Question

Sum of all interior angles of a parallelogram is
a) \[{180^\circ }\]
b) \[{360^\circ }\]
c) \[{540^\circ }\]
d) \[{240^\circ }\]

Answer 1

Hint: A parallelogram is a polygon having four sides. Since we know that all interior angles on the same side of the transversal are supplementary. We can use this property to get the sum of all the interior angles of a parallelogram. Same way we can use a formula given as \[\left( {n - 2} \right) \times {180^\circ }\]. With the help of the given formula we can find the sum of all interior angles of any polygon.
Formula used: Sum of all interior angles of a polygon is given as \[\left( {n - 2} \right) \times {180^\circ }\]. Here \[n\] is the number of sides a polygon has.

Complete step-by-step solution:
Here we are required to find the sum of all interior angles of a parallelogram. We are going to find by using both the formula of sum of all interior angles of polygon and supplementary angles property.
By formula method, we know that the sum of all interior angles of a polygon is given as \[\left( {n - 2} \right) \times {180^\circ }\]. Here \[n\] is the number of sides a polygon has.
Now we know that a parallelogram is a polygon having four sides, so here \[n = 4\]. Putting this in \[\left( {n - 2} \right) \times {180^\circ }\].
\[
   \Rightarrow \left( {4 - 2} \right) \times {180^\circ } \\
   \Rightarrow 2 \times {180^\circ } \\
   \Rightarrow {360^\circ } \]
So, the sum of all interior angles of a parallelogram is \[{360^\circ }\].
Now, using supplementary angles property,
We know that all interior angles on the same side of the transversal are supplementary.

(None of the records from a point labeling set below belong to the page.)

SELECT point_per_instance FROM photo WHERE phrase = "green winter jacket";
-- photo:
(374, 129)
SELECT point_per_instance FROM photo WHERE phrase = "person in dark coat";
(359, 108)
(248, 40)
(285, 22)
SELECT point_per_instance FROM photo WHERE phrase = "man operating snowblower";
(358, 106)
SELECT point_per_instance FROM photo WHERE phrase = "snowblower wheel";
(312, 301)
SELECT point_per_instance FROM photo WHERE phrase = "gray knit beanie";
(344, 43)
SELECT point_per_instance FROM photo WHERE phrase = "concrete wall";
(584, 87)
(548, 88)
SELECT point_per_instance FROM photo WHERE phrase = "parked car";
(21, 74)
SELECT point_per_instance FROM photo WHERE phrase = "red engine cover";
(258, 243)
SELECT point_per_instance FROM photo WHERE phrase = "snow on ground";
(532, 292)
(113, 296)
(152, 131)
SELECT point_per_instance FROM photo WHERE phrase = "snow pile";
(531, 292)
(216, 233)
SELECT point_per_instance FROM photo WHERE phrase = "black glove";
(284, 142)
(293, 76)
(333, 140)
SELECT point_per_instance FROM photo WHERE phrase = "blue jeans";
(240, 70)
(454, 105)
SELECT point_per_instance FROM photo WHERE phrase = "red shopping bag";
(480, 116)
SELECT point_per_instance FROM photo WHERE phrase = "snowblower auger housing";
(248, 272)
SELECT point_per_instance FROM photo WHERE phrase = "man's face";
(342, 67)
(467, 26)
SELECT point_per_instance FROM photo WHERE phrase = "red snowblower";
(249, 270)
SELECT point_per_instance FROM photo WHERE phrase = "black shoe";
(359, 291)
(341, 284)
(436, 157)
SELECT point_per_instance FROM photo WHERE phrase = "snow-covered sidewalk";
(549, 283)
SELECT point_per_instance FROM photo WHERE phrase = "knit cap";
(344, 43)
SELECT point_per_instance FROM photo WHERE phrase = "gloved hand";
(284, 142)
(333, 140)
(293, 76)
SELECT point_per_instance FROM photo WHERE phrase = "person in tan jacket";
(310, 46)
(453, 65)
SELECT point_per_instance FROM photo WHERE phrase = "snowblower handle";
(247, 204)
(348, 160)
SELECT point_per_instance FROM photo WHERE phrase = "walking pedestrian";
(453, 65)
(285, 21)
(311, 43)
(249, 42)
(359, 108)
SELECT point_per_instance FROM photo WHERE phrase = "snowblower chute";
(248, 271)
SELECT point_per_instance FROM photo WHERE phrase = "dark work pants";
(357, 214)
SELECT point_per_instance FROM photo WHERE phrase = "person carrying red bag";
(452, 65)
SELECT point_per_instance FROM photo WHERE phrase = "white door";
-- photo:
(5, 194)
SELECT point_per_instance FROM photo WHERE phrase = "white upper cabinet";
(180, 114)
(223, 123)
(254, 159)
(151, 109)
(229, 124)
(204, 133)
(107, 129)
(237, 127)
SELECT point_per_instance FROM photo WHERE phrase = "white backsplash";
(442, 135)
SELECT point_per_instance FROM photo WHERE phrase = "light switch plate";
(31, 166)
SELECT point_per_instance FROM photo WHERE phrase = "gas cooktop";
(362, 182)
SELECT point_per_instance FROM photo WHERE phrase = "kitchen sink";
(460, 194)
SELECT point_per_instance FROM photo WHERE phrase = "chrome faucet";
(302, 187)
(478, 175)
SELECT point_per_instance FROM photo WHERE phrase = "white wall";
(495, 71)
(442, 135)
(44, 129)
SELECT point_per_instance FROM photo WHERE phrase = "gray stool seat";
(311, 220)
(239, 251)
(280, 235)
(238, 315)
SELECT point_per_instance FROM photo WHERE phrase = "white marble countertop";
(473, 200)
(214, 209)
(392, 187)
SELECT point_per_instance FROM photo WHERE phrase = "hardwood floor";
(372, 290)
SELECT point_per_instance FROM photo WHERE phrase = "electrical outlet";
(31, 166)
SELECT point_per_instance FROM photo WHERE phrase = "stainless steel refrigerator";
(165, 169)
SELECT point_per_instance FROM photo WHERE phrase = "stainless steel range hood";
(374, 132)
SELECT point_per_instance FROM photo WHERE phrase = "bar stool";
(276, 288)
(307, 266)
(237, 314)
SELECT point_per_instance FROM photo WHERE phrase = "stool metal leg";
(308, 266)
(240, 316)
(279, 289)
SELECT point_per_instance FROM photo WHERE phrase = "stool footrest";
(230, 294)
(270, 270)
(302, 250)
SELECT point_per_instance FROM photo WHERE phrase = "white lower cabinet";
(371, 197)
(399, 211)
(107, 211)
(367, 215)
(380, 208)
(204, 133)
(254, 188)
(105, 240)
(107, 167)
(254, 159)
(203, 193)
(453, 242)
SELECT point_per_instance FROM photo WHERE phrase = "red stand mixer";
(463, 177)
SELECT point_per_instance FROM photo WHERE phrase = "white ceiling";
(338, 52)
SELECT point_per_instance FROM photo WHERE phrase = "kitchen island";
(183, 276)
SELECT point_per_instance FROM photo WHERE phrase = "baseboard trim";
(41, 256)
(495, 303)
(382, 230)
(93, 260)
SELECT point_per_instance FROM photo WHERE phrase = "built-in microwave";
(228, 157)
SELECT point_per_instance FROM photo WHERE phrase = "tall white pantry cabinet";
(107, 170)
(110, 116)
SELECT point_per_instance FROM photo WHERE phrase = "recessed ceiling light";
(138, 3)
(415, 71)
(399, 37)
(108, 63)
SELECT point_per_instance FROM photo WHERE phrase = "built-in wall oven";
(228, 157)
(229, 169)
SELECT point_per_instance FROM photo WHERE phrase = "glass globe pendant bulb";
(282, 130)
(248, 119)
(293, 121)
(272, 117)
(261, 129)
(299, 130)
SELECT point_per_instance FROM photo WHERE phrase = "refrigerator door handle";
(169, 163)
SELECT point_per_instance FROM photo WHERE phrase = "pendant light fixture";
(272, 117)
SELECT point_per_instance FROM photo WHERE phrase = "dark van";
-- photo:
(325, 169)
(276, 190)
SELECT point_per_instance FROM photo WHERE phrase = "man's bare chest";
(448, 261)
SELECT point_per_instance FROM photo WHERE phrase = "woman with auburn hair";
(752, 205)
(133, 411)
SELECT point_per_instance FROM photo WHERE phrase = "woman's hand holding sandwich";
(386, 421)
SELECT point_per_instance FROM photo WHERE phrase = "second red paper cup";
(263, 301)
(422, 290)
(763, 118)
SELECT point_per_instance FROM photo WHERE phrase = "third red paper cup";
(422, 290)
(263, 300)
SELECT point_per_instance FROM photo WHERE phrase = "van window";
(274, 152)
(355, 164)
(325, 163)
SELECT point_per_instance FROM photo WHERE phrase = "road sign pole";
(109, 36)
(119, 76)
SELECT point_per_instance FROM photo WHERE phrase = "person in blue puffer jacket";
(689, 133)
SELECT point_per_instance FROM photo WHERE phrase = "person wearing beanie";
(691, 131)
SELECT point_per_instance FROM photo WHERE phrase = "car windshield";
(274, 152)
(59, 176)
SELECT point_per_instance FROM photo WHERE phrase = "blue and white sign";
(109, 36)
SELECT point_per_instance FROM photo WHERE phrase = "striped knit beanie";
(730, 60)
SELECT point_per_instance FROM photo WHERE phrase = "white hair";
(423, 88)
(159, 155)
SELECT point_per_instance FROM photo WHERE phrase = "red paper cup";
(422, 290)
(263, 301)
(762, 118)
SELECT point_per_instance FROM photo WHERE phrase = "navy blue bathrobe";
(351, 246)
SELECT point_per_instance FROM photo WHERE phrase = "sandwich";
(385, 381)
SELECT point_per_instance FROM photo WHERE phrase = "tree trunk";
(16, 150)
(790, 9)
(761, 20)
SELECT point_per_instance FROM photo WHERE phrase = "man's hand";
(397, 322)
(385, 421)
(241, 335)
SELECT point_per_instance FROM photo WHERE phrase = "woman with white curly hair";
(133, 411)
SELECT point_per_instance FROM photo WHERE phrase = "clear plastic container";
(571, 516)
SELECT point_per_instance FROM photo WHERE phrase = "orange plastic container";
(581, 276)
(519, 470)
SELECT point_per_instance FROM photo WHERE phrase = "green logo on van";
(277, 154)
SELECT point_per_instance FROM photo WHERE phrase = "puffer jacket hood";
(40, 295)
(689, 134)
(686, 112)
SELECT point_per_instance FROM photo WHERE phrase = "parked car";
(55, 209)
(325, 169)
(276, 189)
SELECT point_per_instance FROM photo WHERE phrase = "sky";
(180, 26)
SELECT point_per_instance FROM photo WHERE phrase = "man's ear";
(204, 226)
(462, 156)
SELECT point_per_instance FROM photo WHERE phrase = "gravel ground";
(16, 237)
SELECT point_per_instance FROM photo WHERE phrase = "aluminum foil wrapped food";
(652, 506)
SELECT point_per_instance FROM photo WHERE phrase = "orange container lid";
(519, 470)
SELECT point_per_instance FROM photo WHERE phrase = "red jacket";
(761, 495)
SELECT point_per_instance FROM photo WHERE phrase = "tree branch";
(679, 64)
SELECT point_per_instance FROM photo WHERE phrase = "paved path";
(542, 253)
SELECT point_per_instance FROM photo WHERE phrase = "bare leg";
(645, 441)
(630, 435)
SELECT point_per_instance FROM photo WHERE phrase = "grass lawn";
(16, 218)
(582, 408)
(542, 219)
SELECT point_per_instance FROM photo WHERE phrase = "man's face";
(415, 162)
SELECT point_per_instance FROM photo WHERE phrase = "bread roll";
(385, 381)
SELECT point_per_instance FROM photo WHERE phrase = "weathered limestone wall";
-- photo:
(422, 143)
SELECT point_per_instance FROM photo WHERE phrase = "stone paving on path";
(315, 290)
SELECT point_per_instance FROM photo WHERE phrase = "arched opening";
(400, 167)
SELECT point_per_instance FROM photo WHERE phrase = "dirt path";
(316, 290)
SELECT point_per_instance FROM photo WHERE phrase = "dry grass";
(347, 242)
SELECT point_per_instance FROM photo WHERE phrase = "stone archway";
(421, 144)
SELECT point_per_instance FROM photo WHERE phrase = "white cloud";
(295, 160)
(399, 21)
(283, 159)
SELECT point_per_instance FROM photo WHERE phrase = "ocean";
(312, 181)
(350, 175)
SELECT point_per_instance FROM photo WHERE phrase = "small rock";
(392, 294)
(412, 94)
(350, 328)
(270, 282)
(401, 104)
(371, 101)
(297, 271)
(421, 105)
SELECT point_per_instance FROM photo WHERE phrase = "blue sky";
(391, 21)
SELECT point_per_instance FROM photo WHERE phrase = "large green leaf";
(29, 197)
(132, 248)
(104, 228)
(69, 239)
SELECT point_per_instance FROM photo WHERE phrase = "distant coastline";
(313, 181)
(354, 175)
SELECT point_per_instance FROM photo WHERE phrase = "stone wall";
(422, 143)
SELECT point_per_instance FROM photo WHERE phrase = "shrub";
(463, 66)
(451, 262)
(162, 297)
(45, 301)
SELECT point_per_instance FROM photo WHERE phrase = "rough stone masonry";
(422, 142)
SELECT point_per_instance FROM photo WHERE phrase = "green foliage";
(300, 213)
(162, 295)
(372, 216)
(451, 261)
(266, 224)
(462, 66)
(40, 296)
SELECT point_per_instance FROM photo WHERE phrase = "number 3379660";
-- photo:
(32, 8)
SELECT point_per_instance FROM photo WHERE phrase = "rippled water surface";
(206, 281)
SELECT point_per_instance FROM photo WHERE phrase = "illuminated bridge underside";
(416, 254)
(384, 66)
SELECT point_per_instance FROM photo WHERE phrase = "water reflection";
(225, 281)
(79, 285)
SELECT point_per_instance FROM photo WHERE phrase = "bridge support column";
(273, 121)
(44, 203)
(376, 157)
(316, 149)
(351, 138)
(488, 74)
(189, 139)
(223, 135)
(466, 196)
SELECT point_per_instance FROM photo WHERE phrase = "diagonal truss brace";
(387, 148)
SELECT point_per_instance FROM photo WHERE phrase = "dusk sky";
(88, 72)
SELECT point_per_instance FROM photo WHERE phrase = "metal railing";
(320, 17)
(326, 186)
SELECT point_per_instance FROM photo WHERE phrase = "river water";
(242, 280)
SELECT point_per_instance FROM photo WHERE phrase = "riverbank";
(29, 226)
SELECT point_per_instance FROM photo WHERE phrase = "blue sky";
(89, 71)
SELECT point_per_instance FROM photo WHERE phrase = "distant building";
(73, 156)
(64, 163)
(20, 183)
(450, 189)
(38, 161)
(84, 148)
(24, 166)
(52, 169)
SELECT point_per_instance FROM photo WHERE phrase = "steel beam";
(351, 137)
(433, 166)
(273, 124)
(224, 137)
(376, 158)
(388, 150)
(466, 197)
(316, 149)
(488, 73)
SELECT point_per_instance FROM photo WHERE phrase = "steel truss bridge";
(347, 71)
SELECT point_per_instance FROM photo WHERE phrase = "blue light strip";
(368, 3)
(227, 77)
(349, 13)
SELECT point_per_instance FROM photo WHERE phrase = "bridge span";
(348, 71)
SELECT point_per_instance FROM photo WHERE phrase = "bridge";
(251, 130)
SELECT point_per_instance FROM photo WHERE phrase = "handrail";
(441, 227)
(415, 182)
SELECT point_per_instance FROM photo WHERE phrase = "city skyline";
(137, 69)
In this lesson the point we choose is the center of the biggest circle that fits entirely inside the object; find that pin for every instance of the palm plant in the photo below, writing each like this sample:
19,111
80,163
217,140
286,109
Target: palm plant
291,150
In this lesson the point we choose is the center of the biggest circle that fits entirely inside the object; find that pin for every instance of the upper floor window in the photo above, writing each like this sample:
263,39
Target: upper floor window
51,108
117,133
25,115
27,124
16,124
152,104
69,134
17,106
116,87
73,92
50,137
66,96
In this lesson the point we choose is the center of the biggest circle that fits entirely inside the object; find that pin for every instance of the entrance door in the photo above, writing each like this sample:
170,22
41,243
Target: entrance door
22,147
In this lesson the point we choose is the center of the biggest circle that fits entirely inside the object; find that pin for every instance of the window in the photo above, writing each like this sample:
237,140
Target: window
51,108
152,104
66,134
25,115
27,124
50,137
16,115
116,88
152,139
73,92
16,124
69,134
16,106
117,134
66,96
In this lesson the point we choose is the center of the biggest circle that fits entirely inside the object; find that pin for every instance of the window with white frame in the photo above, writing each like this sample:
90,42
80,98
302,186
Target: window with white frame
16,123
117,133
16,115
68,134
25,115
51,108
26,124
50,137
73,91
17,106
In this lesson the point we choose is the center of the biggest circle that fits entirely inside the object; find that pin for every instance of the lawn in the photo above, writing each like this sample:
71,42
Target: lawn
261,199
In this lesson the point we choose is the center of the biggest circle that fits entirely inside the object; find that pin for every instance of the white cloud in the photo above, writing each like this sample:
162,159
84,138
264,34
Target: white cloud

So, \[\angle A + \angle B = {180^\circ }\] and \[\angle C + \angle D = {180^\circ }\].
Now we take sum of all the angles,
\[\angle A + \angle B + \angle C + \angle D = {180^\circ } + {180^\circ }\]
\[ \Rightarrow \angle A + \angle B + \angle C + \angle D = {360^\circ }\]
So by this method also, we get to sum all interior angles of a parallelogram as \[{360^\circ }\].
Hence the answer is b) \[{360^\circ }\].

Note: It is to note that the sum of all interior angles of a polygon of four sides is \[{360^\circ }\] whether it is a square, rectangle, kite, trapezium etc. In the same way, using \[\left( {n - 2} \right) \times {180^\circ }\] we can find the sum of all the interior angles of any polygon having any number of sides. For ex. for a pentagon the sum of all the interior angles is \[\left( {5 - 2} \right) \times {180^\circ } = {540^\circ }\].